Client Spotlight | Polashek’s Locker

Posted on: October 15th, 2018 by Emily Novotny | No Comments

With award-winning products and customer service, it is no wonder Polashek’s Locker has been able to celebrate 35 years in the meat locker service business.

 

After deciding to leave his job as a grain hauler in 1983, Paul Polashek chose to buy a meat-processing locker. Paul and his wife Judy Polashek started servicing the local community with custom beef, pork, and venison processing. The business has stayed in the family ever since.

 

 

“When I was young, I was down here all the time,” Adam Polashek, Paul and Judy’s son, said. “One time when I was in Cub Scouts, we did a little tour. All of sudden Dad was like, ‘You can’t leave. You got to label bags.’ So me and another kid started labeling bags.”

 

As a small-town business, it’s important to take pride in it what you do so that you provide the best possible customer service.

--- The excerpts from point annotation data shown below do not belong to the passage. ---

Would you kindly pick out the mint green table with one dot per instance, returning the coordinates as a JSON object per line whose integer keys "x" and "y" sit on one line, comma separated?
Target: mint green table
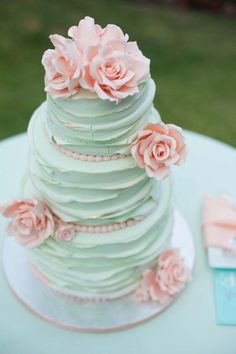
{"x": 188, "y": 326}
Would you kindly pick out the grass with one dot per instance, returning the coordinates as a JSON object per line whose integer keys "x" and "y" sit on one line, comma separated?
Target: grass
{"x": 193, "y": 58}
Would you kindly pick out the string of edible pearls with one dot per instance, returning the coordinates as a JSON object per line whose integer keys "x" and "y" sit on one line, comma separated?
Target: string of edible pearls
{"x": 105, "y": 228}
{"x": 90, "y": 158}
{"x": 99, "y": 228}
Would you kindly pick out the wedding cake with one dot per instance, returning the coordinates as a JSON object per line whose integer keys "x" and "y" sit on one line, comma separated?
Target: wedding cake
{"x": 96, "y": 214}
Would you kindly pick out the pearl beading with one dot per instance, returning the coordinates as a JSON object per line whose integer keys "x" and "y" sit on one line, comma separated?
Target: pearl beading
{"x": 98, "y": 228}
{"x": 89, "y": 158}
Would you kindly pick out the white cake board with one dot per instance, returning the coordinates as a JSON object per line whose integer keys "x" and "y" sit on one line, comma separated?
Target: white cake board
{"x": 81, "y": 315}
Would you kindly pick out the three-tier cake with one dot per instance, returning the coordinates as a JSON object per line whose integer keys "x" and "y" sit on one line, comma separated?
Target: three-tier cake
{"x": 97, "y": 210}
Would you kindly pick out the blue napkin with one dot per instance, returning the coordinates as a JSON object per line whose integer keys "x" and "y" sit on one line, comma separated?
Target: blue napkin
{"x": 225, "y": 293}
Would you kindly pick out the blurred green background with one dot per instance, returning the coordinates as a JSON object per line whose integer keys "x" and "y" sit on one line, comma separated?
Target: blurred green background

Polashek’s commitment to the customer has brought people from all over Northeast Iowa to the store.

 

Located in a rural area of Protivin, Iowa, Polashek’s has been a staple in the town of 300 people. Early settlers named the city after a Bohemian town in the Czech Republic. Polashek’s Locker honors this ancestry by serving a popular Czech sausage called jaternice. They claim that many people travel all over the country to purchase this unique sausage as not many meat lockers offer this product.

 

In addition to winning awards for their products, Polashek’s was featured on Bizarre Foods, a show airing on Travel Channel, when Andrew Zimmern stopped by for a visit in July of 2012.

 

“He watched us make and sampled jaternice, pickled pork hocks, pickled beef tripe, and head cheese,” Adam said.

 

This episode of Bizarre Foods aired February of 2013.

 

Aside from being able to visit Polashek’s Locker, customers can also find their goods in over 40 stores across Iowa.

 

“When you’re good at something, you’re good at it. No one is as good at it as we are,” Adam said.

 

Today’s consumer is also much more interested in food transparency than ever before, according to Food Safety Magazine. Customers want to know exactly where their food is coming from, how it was raised, and how it was made. Because of that desire to bridge the gap between farm and table, customers may bring in their own beef from someone they personally know, such as a local neighbor. By doing this, the customer knows exactly where it came from and how it was treated.

 

 

“It’s a big thing anymore,” Adam said. “We’ve seen a surge in business in the last five years just because people want to know where their meat came from.”

 

Polashek’s employs roughly a dozen employees and their most popular products are snack sticks (formerly known as hot sticks), wieners, bologna, summer sausage, and smokies.

 

“You know you got a family business, and you want to keep it going,” Adam said. “I guess if you keep doing what we’re doing, hopefully we will be here another 35 years.”